Leaf also went back to school, but to teach high school math and science. Her experience was different. As a teacher, she had the benefit of a transition plan and resources to help her return to work. Unfortunately, her son did not have such tools available to him for his return to school.
“I feel like Mars has been made to suffer multiple times. First, it was leukemia. Now, it’s getting caught up, and it’s not working,” she says. As a teacher herself, Leaf understands that there aren’t enough education assistants or resources to provide one-on-one attention. But she says grouping children who have missed years of education in with kids of their own age who haven’t does not help.

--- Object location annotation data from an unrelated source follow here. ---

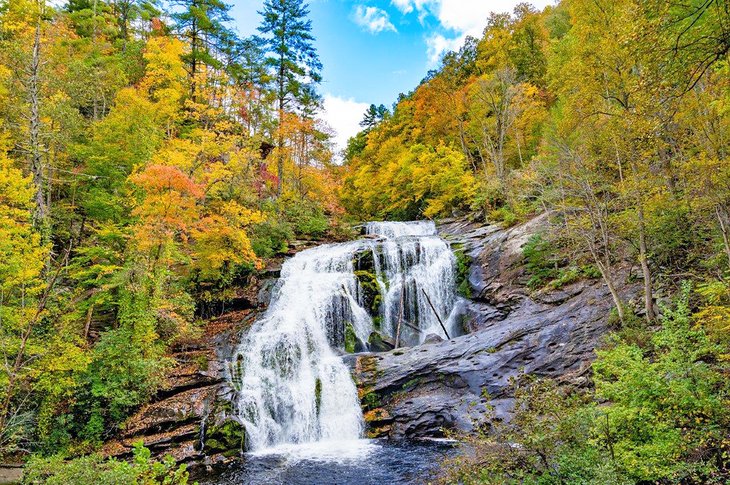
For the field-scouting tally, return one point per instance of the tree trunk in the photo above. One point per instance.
(280, 141)
(605, 274)
(36, 159)
(643, 259)
(725, 230)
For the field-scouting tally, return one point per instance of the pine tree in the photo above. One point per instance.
(292, 58)
(202, 23)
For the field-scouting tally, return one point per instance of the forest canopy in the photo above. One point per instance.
(153, 161)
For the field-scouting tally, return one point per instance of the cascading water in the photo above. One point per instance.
(413, 266)
(292, 386)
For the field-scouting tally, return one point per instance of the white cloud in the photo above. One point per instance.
(403, 5)
(438, 45)
(373, 19)
(463, 18)
(343, 116)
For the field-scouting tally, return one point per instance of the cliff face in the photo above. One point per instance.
(421, 391)
(408, 392)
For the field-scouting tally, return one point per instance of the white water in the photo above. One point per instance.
(415, 265)
(292, 385)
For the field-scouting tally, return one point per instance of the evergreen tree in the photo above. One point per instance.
(292, 58)
(202, 23)
(373, 116)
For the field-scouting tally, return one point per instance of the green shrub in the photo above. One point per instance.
(270, 237)
(95, 470)
(658, 414)
(540, 261)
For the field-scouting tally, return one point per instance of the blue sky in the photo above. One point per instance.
(372, 50)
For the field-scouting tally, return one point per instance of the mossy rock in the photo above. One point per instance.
(365, 261)
(370, 290)
(463, 265)
(379, 343)
(350, 339)
(228, 438)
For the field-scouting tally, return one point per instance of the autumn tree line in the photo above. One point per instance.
(150, 159)
(612, 119)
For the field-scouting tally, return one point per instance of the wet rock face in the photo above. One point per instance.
(446, 385)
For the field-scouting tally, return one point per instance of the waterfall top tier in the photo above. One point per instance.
(394, 230)
(292, 385)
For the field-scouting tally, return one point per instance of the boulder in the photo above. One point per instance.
(451, 384)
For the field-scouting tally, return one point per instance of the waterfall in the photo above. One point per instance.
(292, 386)
(413, 264)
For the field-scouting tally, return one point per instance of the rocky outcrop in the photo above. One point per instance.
(421, 391)
(188, 419)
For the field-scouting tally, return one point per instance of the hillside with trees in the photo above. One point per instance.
(613, 118)
(150, 162)
(153, 161)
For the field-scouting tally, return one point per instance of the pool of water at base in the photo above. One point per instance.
(361, 462)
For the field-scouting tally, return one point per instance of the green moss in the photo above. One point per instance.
(350, 338)
(318, 394)
(371, 400)
(411, 384)
(463, 263)
(227, 437)
(370, 290)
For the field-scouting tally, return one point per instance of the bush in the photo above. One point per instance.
(270, 237)
(95, 470)
(658, 415)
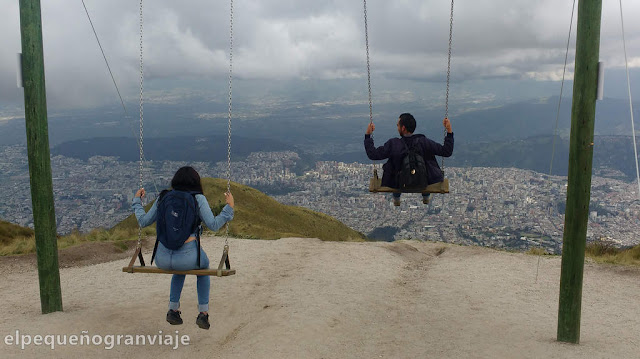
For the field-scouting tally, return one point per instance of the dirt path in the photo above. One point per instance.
(304, 298)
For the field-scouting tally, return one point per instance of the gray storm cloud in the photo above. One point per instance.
(293, 39)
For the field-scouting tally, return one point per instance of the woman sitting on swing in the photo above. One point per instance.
(185, 257)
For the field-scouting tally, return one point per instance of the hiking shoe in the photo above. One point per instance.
(203, 321)
(173, 317)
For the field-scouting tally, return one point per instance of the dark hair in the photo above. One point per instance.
(186, 179)
(407, 120)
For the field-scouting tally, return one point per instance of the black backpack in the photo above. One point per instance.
(413, 172)
(177, 218)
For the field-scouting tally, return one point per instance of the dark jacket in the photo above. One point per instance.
(395, 151)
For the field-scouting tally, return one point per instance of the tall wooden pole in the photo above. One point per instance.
(35, 106)
(580, 161)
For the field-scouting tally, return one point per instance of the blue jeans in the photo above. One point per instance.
(185, 258)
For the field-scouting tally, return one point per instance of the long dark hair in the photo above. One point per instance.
(186, 179)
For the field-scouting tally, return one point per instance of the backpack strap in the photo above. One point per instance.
(155, 246)
(197, 227)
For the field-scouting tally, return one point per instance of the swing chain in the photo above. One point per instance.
(366, 40)
(226, 240)
(141, 113)
(446, 100)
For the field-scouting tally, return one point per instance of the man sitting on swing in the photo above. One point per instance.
(395, 149)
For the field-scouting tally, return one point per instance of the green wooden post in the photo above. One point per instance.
(35, 106)
(580, 167)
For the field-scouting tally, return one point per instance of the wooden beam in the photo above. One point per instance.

“These children need specific help,” she says, “but there’s a worry [among school administrators] that it singles out a student. Instead, Mars feels singled out when he gets one out of 20 on a spelling test. He deserves more.”
The Leukemia & Lymphoma Society of Canada agrees. As the only voluntary health agency dedicated to blood cancers in the country, it has helped thousands of patients and families since it began in 1955. Stories like Mars’s inspired it to introduce new online resources for students, parents and teachers that include downloadable booklets, fact sheets and suggested resources like the website kidsgetbloodcancers.ca.
Teachers can learn how to support students dealing with cancer, before and after treatment. They can learn how to speak to their classmates about it and how to keep in touch with a student as he or she is away getting treatment. That could include video chats with fellow classmates, sending cards and drawings, and organizing a school awareness campaign on leukemia. It also addresses the emotional, cognitive, social and physical challenges faced once a young cancer patient returns to school.
Leaf and her son didn’t have these resources available to them back then, which underscores the importance of spreading the word. “They are totally useful,” Leaf says. “Teachers can feel overwhelmed and it’s difficult to know what are the needs of students who have had leukemia. Resources like this will help them adjust. Kids need a transition plan too.”